On Women
First, the news. We have shuffled along to Catonsville! I am returned to work, as a preschool language teacher at a Reggio Emilia-inspired facility, where my son has been graciously afforded an opportunity to thrive and grow alongside me. We live right on top of the Catonsville Junction, with all the Scittino’s pizza, Caffe Di Roma goodness, and Trolley Trail #8 hiking within walking distance that entails. It’s also nice to be a 10-minute drive to Seoul Spa, the only jjimjilbang in the region. (I have so much to say about Korean saunas. Another time.)
What I wanted to write about here, though, is women. Not specific women–I mean the idea of women as being included, as a fundamental part of our perspective. The woman who married me sat me down and shared with me a (nominally) comedy segment called Nanette, performed by an Australian woman, Hannah Gadsby. It’s apparently much talked-about, but I missed all that in the vortex of being back at work full-time (and raising a son, and being out of the country, and on and on and on). And before I write more, I exhort you to sit down with nothing else to do, and watch it.
All of it. Don’t stop watching when it gets uncomfortable. Keep going.
OK, you still with me? Good.
So, Nanette blew the gates wide open for me. I have been writing, working, and living as a feminist, but Hannah’s story sunk home for me a lesson that I should have learned growing up as a young man, raised largely by my mother. My mother, who had to fight her direct supervisor tooth and nail (successfully!) for every promotion and raise at work.
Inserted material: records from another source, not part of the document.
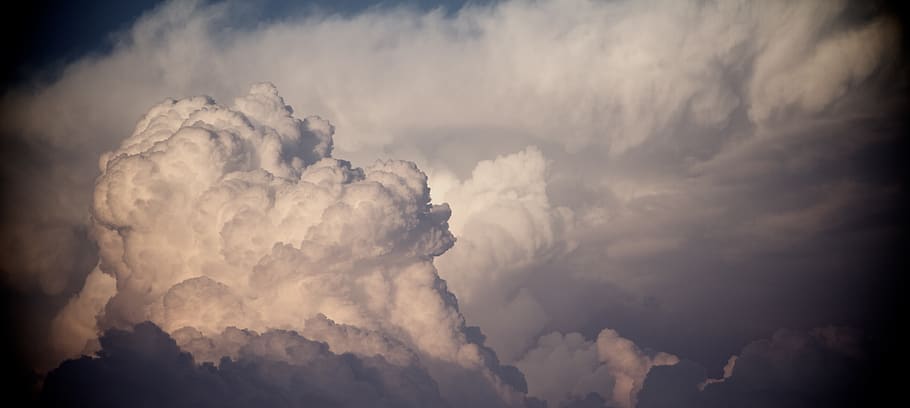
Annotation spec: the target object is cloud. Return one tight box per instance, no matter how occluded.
[639,326,877,408]
[0,0,906,405]
[54,84,523,405]
[430,146,574,361]
[516,329,679,408]
[40,322,448,407]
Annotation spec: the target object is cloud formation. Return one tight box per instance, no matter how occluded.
[639,326,877,408]
[516,329,679,408]
[54,84,523,405]
[40,322,448,407]
[0,0,907,406]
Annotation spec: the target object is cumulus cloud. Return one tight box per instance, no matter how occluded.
[516,329,679,408]
[54,84,523,404]
[430,147,574,361]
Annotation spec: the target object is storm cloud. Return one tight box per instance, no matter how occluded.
[0,0,908,407]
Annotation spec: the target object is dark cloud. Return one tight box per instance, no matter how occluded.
[638,327,900,408]
[40,323,448,407]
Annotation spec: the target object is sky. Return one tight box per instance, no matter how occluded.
[0,0,910,408]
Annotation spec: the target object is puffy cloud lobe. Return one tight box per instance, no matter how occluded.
[40,322,448,407]
[430,146,574,361]
[516,329,679,408]
[56,84,523,405]
[639,326,877,408]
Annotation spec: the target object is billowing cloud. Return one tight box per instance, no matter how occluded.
[54,84,524,404]
[0,0,907,406]
[517,329,679,408]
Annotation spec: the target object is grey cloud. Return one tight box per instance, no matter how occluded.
[639,327,884,408]
[40,323,448,407]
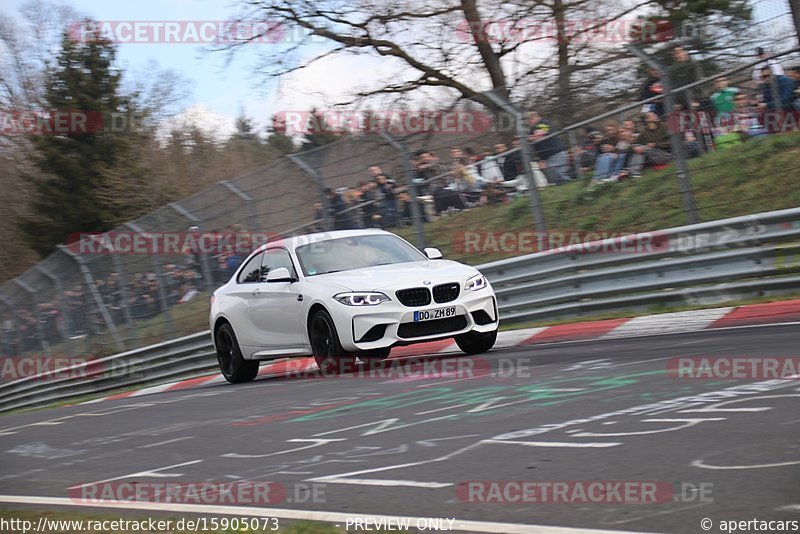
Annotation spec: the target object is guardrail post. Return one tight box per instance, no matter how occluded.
[286,154,333,230]
[57,245,125,351]
[125,222,175,335]
[169,202,214,293]
[378,129,427,250]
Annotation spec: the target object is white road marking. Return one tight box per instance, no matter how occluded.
[689,460,800,470]
[305,441,482,488]
[483,439,622,449]
[599,307,733,339]
[0,495,648,534]
[221,438,347,458]
[68,460,203,489]
[573,417,725,438]
[136,436,194,449]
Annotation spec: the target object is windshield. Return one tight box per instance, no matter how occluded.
[295,235,427,276]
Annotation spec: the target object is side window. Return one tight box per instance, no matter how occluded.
[264,248,297,278]
[236,252,267,284]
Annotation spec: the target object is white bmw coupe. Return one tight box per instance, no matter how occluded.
[210,230,498,383]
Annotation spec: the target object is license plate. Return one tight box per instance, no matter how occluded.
[414,306,456,323]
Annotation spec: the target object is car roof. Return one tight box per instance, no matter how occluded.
[255,228,395,252]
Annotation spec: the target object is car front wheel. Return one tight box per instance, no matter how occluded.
[308,310,356,375]
[456,330,497,354]
[216,323,258,384]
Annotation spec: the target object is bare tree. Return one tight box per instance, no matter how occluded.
[220,0,653,116]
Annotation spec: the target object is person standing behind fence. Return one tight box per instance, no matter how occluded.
[761,67,794,111]
[753,46,784,84]
[789,67,800,111]
[639,67,664,117]
[325,187,356,230]
[669,45,700,111]
[528,111,570,184]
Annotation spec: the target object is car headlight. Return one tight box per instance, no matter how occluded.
[333,291,391,306]
[464,274,489,291]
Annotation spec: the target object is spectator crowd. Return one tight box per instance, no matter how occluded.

My mother, who stood up against (and beat!) the school board who wanted to suspend my sister for violating their arbitrary no-shorts policy for girls.
And the lesson is this: we need to become aware of marginalized people’s perspectives, and educate ourselves on their realities. We need to be conscious of the validity of their perspectives–and actively demonstrate that validity–not merely in our spoken words, but in our internal speech and the actions that spring from that. We must take up arms against an active oppression, one that has been going on for centuries, against humanity.
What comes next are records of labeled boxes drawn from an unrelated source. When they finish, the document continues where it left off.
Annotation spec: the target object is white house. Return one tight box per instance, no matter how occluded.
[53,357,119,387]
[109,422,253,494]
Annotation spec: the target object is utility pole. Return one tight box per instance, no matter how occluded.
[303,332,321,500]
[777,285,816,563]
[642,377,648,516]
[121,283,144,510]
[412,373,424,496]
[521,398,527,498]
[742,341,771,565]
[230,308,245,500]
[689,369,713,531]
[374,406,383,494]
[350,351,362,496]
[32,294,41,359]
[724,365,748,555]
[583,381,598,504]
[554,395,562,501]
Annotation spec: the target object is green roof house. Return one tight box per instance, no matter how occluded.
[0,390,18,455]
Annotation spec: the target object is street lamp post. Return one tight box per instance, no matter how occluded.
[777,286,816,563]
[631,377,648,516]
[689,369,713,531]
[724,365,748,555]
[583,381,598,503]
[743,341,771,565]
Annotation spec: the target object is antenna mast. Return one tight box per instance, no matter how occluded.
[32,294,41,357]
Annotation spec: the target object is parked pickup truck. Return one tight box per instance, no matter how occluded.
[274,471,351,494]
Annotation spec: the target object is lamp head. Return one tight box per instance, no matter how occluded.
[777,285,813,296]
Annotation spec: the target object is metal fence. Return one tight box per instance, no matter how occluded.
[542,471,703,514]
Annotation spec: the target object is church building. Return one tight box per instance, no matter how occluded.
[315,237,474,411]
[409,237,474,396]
But I didn’t learn it. I went to high school and college, absorbing patriarchal thought patterns as you do when you are part of the highest social caste in Western culture–the straight, white man. Rape jokes were funny. Prison rape jokes were just the bomb. “Gay” was a useful epithet for describing disdain. Even as I dislodged my mind from this intellectual morass in undergraduate, even as I began to practice a basic sort of feminism thanks to my fantastically patient professors and my vastly-improved peer group, I persisted in thinking of women as objects (to be worshiped and praised and sought after, but objects nevertheless). I thought trans individuals were arrogant for rejecting the pronouns that perpetuate our cultural ignorance of the vast diversity of gender that exists. And even as I grew into a teacher, as I began to inject into my curriculum that awareness of the social Other, I laid down and rested on my laurels. I wrote from the lens of that boy growing up sheltered in a cul-de-sac, reading fantasy books by old white men.
No more. I’m not tearing up what I have written. But it requires surgery, and long rounds of physical therapy. It’s pretty simple, really. All people are equal, fiercely and unapologetically–and I commit to my writing as an act of showcasing the ways that people–and specifically women–are alive, and intrinsically worthy of those lives without any reference to another. I have so much to learn.